Minerals contribute to the normal functioning and growth of the human body. Since these minerals cannot be produced by the body, we need to consume a fresh supply of them on a daily basis. Approximately, 4% of the body's mass comprises minerals, which can be categorized as macro and trace minerals, depending on their quantities required by the body.
Macro or major minerals are those minerals that are required in large amounts in the body (more than 100 milligrams per day). Calcium, phosphorus, magnesium, sodium, potassium, etc., are such macro minerals.

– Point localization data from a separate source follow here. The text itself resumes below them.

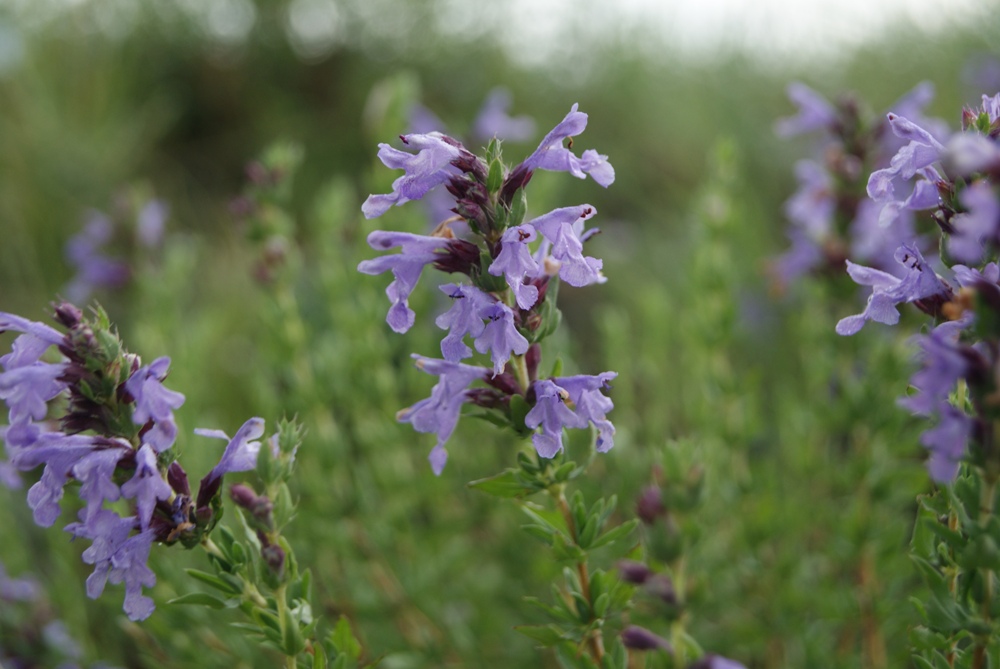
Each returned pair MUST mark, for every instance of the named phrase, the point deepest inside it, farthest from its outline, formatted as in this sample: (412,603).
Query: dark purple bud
(203,515)
(470,164)
(68,315)
(532,359)
(177,478)
(506,383)
(640,638)
(650,505)
(634,572)
(460,257)
(519,178)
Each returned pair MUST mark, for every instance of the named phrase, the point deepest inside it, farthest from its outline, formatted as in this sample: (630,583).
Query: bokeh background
(108,102)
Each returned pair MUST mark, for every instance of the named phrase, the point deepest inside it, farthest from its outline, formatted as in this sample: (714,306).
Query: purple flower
(552,415)
(563,232)
(712,661)
(424,170)
(93,269)
(151,222)
(240,454)
(500,337)
(28,389)
(153,403)
(914,159)
(943,365)
(976,229)
(876,241)
(516,263)
(919,282)
(439,412)
(60,453)
(592,405)
(146,486)
(17,589)
(552,155)
(464,318)
(418,251)
(946,441)
(814,112)
(118,557)
(95,471)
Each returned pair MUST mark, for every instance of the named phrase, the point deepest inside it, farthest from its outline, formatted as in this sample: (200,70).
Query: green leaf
(494,179)
(202,599)
(506,484)
(291,641)
(343,639)
(615,533)
(518,208)
(225,583)
(547,635)
(319,656)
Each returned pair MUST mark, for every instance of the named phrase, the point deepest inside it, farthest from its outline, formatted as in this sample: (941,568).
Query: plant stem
(594,639)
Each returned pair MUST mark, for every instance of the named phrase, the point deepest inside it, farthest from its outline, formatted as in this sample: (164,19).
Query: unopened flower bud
(634,572)
(274,558)
(650,505)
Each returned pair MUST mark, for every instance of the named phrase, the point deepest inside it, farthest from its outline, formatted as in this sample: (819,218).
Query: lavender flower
(500,337)
(975,229)
(516,263)
(439,412)
(552,155)
(920,282)
(464,318)
(93,269)
(418,251)
(147,486)
(424,170)
(563,229)
(153,404)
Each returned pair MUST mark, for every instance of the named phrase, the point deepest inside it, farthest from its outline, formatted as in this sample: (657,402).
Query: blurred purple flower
(814,112)
(93,269)
(976,229)
(494,121)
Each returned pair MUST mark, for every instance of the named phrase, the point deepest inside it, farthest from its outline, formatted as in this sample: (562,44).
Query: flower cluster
(112,441)
(955,178)
(831,217)
(512,267)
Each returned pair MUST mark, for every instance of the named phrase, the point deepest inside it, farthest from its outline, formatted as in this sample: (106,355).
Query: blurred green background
(715,369)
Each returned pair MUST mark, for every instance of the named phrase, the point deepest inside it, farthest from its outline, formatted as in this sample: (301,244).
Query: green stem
(987,494)
(595,641)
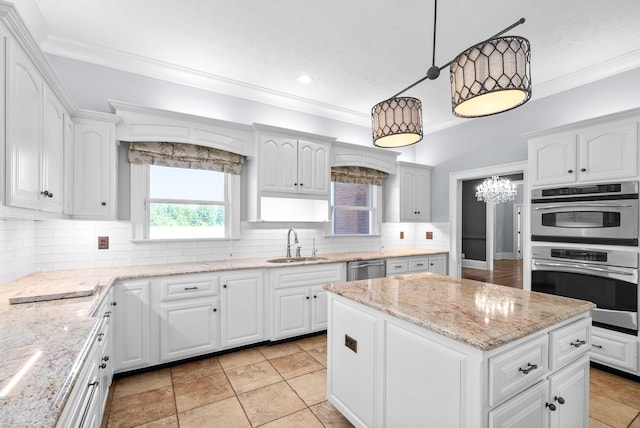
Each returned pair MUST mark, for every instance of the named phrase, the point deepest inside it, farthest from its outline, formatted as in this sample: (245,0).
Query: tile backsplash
(28,246)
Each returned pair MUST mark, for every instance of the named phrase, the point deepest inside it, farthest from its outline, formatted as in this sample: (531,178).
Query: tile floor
(284,385)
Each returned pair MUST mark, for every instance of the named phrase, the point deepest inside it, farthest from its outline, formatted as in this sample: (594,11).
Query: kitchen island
(430,350)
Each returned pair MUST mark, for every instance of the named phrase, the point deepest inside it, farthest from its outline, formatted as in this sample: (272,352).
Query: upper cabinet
(587,152)
(94,169)
(35,135)
(408,194)
(289,165)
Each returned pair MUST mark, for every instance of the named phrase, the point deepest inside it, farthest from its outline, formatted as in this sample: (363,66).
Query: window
(185,203)
(354,208)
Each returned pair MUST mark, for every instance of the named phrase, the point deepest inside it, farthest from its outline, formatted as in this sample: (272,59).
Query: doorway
(455,213)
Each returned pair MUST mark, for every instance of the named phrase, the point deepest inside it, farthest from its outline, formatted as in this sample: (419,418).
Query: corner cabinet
(290,165)
(408,194)
(94,167)
(599,150)
(34,136)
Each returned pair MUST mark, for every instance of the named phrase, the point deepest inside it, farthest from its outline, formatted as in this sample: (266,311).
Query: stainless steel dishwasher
(366,269)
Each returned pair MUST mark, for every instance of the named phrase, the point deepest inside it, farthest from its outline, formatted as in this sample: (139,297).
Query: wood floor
(614,401)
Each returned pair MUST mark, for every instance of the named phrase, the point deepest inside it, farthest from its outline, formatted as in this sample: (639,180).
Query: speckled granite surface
(59,329)
(482,315)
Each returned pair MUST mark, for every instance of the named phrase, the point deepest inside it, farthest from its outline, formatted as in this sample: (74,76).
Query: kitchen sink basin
(295,259)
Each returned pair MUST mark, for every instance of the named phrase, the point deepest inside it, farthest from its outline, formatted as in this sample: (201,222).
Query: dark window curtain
(357,174)
(181,155)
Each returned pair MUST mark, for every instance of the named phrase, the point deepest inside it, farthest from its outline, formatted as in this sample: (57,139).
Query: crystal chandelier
(496,189)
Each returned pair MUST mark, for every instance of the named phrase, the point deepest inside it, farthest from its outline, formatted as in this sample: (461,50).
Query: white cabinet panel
(242,308)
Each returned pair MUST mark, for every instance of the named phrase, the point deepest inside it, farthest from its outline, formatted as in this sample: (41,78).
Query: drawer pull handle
(529,369)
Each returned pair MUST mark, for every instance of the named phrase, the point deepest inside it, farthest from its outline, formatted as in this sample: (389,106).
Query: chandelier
(496,190)
(490,77)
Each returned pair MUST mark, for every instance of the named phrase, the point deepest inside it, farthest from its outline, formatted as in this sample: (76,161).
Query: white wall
(17,249)
(69,244)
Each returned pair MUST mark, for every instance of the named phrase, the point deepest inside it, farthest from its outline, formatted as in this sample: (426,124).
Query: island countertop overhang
(482,315)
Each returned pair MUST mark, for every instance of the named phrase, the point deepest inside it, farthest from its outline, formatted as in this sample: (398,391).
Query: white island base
(384,371)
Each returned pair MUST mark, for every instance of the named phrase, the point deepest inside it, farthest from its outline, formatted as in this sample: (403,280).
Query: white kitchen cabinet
(290,165)
(615,349)
(189,328)
(586,153)
(243,319)
(131,325)
(34,136)
(377,375)
(436,263)
(299,301)
(94,167)
(408,194)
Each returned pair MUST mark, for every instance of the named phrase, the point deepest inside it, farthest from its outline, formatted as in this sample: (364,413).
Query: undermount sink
(295,259)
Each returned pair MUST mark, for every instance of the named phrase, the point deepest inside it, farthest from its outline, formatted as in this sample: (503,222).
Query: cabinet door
(131,325)
(422,195)
(188,328)
(609,151)
(291,312)
(52,153)
(438,264)
(413,366)
(94,169)
(570,394)
(242,308)
(24,129)
(279,165)
(313,168)
(318,309)
(525,410)
(408,185)
(553,160)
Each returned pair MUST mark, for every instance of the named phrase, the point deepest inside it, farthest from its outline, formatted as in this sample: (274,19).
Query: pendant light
(488,78)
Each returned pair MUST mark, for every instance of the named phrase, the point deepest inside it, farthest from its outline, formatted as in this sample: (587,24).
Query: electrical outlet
(103,242)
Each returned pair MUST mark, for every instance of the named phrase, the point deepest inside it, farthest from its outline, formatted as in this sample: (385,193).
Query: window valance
(181,155)
(357,174)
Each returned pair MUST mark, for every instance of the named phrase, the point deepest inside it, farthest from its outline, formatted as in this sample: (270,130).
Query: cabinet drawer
(515,370)
(177,288)
(614,349)
(396,266)
(419,265)
(569,342)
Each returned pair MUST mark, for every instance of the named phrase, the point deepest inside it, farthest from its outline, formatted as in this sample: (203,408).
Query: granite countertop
(53,334)
(479,314)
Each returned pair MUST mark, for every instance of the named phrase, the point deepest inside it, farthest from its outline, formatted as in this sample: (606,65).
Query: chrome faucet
(295,238)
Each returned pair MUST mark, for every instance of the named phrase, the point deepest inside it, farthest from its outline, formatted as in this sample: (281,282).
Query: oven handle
(575,205)
(583,266)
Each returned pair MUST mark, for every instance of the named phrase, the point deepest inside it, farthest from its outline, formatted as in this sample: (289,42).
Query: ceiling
(358,52)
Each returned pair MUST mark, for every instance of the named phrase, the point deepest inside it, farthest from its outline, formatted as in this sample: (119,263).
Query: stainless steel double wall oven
(602,218)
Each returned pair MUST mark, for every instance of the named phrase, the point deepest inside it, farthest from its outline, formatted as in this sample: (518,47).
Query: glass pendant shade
(491,77)
(397,122)
(496,190)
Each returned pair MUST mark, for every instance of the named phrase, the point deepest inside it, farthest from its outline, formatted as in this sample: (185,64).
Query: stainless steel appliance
(607,278)
(366,269)
(587,214)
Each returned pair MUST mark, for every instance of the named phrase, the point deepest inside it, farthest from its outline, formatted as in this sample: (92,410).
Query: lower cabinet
(243,311)
(300,302)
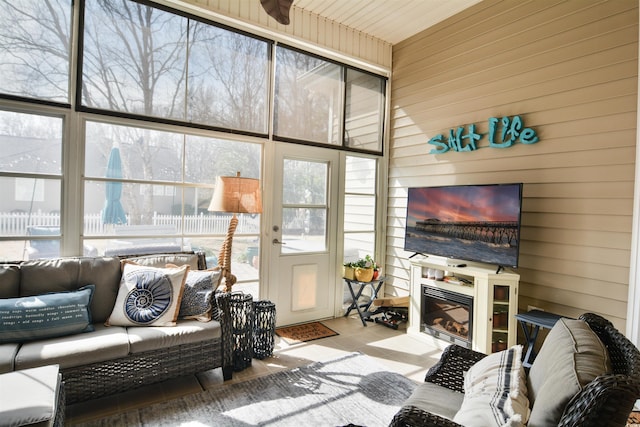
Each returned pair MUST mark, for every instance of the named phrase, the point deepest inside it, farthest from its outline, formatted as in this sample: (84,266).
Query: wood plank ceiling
(388,20)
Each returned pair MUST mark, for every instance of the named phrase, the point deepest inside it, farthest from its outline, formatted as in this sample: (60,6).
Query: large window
(149,190)
(360,199)
(163,102)
(30,185)
(35,47)
(327,103)
(150,62)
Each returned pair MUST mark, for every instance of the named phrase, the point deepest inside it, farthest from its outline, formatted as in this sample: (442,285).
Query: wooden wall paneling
(570,69)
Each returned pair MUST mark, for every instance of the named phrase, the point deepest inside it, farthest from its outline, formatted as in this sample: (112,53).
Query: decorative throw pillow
(198,292)
(148,296)
(495,392)
(46,316)
(571,356)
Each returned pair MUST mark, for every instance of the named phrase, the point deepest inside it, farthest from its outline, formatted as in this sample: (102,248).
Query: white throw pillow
(148,296)
(495,392)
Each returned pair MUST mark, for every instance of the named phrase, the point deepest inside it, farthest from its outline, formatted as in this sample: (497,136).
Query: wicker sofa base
(96,380)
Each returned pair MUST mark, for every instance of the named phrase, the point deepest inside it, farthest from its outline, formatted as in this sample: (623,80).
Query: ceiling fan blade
(278,9)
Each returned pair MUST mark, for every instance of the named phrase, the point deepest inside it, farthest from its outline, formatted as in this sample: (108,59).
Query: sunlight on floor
(394,349)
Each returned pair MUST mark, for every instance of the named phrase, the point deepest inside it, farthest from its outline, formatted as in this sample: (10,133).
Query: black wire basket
(264,328)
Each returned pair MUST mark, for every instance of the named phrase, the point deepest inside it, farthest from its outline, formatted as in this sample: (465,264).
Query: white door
(302,237)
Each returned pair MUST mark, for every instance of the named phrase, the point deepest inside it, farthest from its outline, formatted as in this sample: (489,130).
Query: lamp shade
(236,194)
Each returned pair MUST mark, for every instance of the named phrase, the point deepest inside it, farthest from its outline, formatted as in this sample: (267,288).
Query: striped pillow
(495,392)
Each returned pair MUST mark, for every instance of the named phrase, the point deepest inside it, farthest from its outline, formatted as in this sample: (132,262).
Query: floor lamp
(234,194)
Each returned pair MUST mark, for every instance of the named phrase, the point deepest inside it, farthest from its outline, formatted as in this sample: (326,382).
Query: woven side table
(241,308)
(264,328)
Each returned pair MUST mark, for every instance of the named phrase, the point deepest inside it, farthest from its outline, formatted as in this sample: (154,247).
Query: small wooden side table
(356,288)
(531,323)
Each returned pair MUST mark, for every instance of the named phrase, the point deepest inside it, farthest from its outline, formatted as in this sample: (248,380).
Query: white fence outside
(18,223)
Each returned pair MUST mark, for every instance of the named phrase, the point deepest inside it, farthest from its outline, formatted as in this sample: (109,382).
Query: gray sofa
(587,374)
(112,359)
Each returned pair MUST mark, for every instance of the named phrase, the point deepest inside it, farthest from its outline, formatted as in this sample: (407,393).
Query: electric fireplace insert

Trace minerals on the other hand, are required in amounts less than 100 mg each day. Minerals like iron, iodine, zinc, fluoride, selenium, copper, chromium, manganese, etc., come under this category.
Benefits of Minerals
Let's take a look at the role some of the minerals play in the body's day-to-day functions.
Over 1000 mg of calcium intake is required on a daily basis, as it is used to strengthen bones and teeth. It is also needed for muscle and nerve functions. Deficiency of calcium can conduce to weakening of bones, which in turn leads to a painful health condition called osteoporosis.
Phosphorus along with calcium plays a crucial role in building the structure of bones and teeth. Living cells utilize phosphate to transport cellular energy via adenosine triphosphate (ATP) and help in several other bodily processes.
Found in common salt, processed foods, seafood and dairy products, sodium is a mineral responsible for the regulation of body fluid volume and acid-base concentration. People don't encounter a deficiency of sodium, instead an excess is always the problem.
An essential component of digestive juices, chlorine has a vital role in the maintenance of the acid-base and fluid balance. Obtained from the sodium chloride or common salt, it is also found in tomatoes, celery, olives, seaweed, etc.
The proteins, enzymes, and polypeptides that contain amino acids contain sulfur, thus, sulfur forms an essential part of all living cells. Usually we do not find cases with sulfur deficiency as it is commonly available in the food we consume.
The red blood cells in the blood contain hemoglobin, which is formed by protein and iron. This hemoglobin is responsible for transport of oxygen from the lungs to the rest of the body. Without iron, hemoglobin will not be formed and oxygen transport system will be in jeopardy.
These minerals need to be furnished to the body on a timely basis. Excess minerals are eliminated by the kidneys, via urine. With minerals, balance is the key! Deficiency will cause harm and excess will also prove detrimental. Thus, do not let the balance tip!
Disclaimer: This is for informative purposes only, and should not be used as a replacement for expert advice.